I lived in Taos for a while; great state.


A good place to start would be the TFL Handbook - fourth tab from the left at the top of your screen.

MexicoPhil's picture
MexicoPhil

I live in Santa Fe ,NM, but will retire in Mexico and want to make my daily bread or weekly......

ehanner's picture
ehanner

Glad to make your acquaintance! This is a great resource and a friendly place to learn to make great bread. Most people have some type of bread in mind when they first come looking for advice or help getting started. What kind of bread are you interested in?


Eric


 

MexicoPhil's picture
MexicoPhil

I would love to make French rustic boule to start follow by French Baguettes with big holes,chewey on the inside and crusty on the outside

gaaarp's picture
gaaarp

Welcome, Phil!  What are you baking these days??


Phyl

MexicoPhil's picture
MexicoPhil

Love to start French boule rustic and move to baguette , just the way I use to enjoy in my native France - Philippe

ehanner's picture
ehanner

Philippe,


Please excuse my shortening your name. No disrespect intended.

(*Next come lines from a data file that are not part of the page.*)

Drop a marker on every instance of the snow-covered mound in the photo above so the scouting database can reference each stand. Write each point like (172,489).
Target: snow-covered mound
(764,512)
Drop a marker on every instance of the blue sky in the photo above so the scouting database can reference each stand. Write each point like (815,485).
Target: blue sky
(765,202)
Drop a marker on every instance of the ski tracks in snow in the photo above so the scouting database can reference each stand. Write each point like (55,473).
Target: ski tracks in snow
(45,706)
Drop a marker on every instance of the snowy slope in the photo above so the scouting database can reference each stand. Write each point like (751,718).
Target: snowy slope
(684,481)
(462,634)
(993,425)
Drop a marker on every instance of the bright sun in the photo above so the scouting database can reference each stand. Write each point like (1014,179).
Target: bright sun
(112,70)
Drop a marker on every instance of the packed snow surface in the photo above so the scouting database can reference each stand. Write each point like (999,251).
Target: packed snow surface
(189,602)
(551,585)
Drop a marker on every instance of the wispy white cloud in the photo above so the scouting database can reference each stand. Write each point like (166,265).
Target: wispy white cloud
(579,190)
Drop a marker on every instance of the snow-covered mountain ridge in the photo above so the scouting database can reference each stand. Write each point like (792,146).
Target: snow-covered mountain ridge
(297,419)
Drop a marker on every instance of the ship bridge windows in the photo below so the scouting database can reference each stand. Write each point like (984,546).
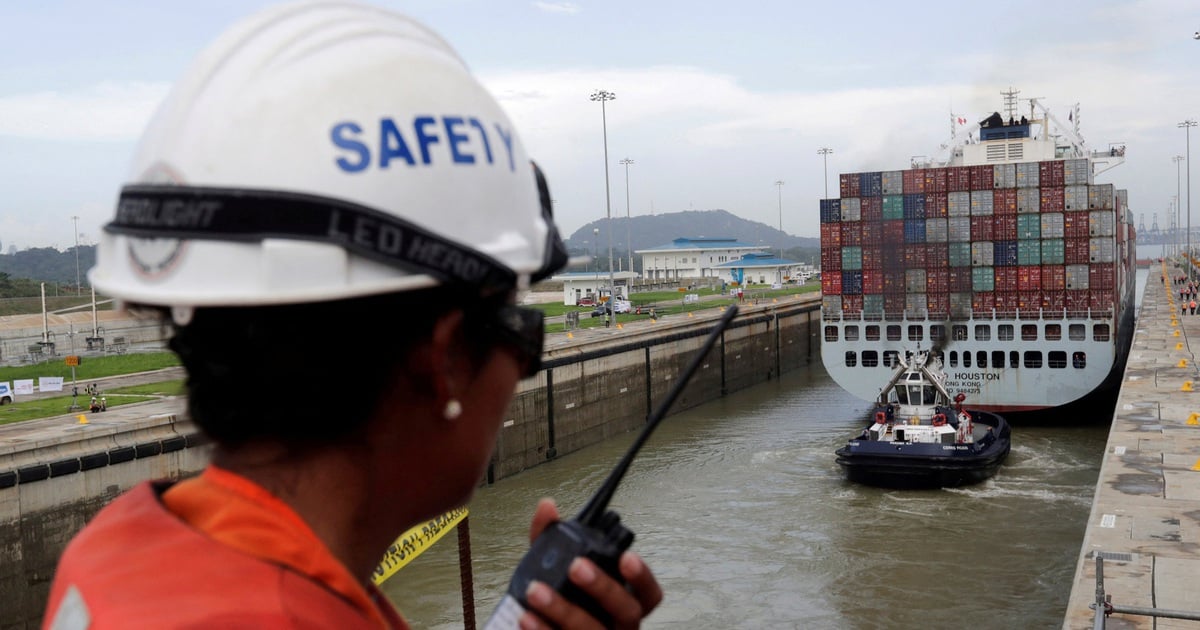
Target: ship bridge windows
(1056,359)
(1032,358)
(870,358)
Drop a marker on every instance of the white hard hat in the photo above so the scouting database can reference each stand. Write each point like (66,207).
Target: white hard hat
(324,150)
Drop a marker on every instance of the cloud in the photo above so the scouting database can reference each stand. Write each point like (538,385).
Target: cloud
(101,112)
(558,7)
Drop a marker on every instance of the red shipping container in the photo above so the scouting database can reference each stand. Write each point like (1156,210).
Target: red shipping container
(936,205)
(937,281)
(937,256)
(873,257)
(894,283)
(873,233)
(871,209)
(1006,279)
(935,180)
(1054,300)
(1029,300)
(939,304)
(959,280)
(1077,251)
(982,303)
(1101,300)
(831,259)
(1053,199)
(913,180)
(1102,277)
(831,282)
(851,234)
(982,228)
(915,256)
(1054,277)
(849,185)
(958,179)
(1051,173)
(1005,226)
(1006,300)
(1074,225)
(831,235)
(1029,277)
(893,232)
(873,281)
(982,177)
(1003,201)
(1078,300)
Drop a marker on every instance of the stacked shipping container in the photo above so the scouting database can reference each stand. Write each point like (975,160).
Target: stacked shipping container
(971,240)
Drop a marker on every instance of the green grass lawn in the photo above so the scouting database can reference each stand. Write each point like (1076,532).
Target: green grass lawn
(33,409)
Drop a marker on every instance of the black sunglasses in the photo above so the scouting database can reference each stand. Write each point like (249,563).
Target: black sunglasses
(521,329)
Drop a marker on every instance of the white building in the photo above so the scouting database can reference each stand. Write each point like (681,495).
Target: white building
(580,285)
(693,258)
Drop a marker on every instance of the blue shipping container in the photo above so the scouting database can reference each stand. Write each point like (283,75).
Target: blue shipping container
(851,282)
(915,207)
(915,231)
(1005,253)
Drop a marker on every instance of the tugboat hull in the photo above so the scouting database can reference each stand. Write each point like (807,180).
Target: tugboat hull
(929,466)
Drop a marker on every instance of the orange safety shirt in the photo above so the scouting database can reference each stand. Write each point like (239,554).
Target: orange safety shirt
(214,551)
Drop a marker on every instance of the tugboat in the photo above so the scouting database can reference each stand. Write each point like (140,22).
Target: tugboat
(919,438)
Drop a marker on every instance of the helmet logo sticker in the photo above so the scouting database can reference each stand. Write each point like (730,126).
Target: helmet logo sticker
(155,258)
(467,141)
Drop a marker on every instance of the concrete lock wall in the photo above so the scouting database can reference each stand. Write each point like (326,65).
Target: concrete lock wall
(586,394)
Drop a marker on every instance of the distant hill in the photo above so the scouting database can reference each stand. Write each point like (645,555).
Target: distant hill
(651,231)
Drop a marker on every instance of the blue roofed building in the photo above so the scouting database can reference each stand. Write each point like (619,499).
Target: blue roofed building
(694,258)
(759,268)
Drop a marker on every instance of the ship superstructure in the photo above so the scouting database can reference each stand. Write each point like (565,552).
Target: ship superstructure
(1007,257)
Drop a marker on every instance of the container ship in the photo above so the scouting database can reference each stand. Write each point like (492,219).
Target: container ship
(1006,256)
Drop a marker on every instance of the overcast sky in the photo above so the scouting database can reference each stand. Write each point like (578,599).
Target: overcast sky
(715,101)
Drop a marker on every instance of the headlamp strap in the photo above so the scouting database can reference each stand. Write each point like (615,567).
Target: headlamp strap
(240,215)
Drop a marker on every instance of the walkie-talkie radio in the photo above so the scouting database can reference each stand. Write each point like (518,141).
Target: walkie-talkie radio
(597,532)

As you may know, French bread is the most basic ingredients. Just Flour, water, salt and yeast. What you do with them will make a great crispy crust loaf, or not. You can learn to make great breads and later when you get the first one figured out, a baguette with those big air holes and great flavor is not far from you.


I don't know what your knowledge of baking is at this point. I usually recommend starting at the beginning with the tutorial called Your First loaf, on the main page. That will get you started and you will more than likely make a pretty darn good loaf your first time. Here is the link to that first tutorial.


I suggest trying the first lesson a few times to start learning how to knead and handle the dough. Usually each loaf gets better and better. Let us know how you are doing and if you have questions, please ask. There are lots of skilled bakers who will be glad to help out.


So dig in and let us know how it's going. If you are already baking, I would be happy to point you to some recipes and threads for Rustic French Breads. TFL has a good search feature if you want to explore.